It’s fair to say that John Cooper Clarke has changed the face poetry over the years with verse about everyday stuff, comedy, a Salfordian machine gun style delivery and an iconic look of spikes hair, sunglasses and a self-described appearance as a “malnourished silhouette”.
From his Higher Broughton roots, which provided the inspiration for some of his best known poems, Beasley Street and Chickentown, Johnny has gone on to be an Honorary Doctor at Salford University and in 2023 was given the freedom of the city of Salford as one of its most famous sons.
Meanwhile, the verses have kept on coming, with his last book, The Luckiest Guy Alive (with a cover by pop artist Peter Blake) being lauded by the likes of Kate Moss, Steve Coogan and Paul McCartney, who said “long may his slender frame and spiky top produce words and deeds that keep us on our toes and alive to the wonders of the world…”
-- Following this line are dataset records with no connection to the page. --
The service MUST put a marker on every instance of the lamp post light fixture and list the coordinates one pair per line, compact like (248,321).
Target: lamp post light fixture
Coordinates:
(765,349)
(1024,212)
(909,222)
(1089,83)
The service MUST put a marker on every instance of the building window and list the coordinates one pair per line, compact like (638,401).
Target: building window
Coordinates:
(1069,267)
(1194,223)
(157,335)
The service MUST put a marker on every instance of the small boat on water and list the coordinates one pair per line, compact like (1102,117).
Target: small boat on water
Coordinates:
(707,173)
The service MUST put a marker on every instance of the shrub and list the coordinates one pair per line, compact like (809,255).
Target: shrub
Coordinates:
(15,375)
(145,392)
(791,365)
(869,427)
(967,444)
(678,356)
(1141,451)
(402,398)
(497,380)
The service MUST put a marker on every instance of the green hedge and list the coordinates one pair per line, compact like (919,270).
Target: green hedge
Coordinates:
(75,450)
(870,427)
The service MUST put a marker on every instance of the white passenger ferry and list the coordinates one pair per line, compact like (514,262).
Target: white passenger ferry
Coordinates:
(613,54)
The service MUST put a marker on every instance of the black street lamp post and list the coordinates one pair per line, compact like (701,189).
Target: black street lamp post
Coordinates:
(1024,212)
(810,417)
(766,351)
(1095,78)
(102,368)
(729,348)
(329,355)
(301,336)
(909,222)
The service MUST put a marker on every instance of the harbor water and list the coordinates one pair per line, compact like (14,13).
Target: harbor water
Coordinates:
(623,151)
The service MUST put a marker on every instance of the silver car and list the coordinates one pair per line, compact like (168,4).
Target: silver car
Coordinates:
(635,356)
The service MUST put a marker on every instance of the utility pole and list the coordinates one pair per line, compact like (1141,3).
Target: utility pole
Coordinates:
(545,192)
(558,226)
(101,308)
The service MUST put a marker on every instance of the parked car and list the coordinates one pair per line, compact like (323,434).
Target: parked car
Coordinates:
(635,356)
The book was the first for over three decades, after Ten Years In An Open Necked Shirt, and was followed by his must-read autobiography, I Wanna Be Yours, named after the poem which ended up on the GCSE English Literature syllabus… “My poems are never finished, only abandoned” he wrote in the book, which details his life from being a lab technician at Salford Tech, to doing adverts for Sugar Puffs – ‘serious pop art’ – and his near death experiences with drugs.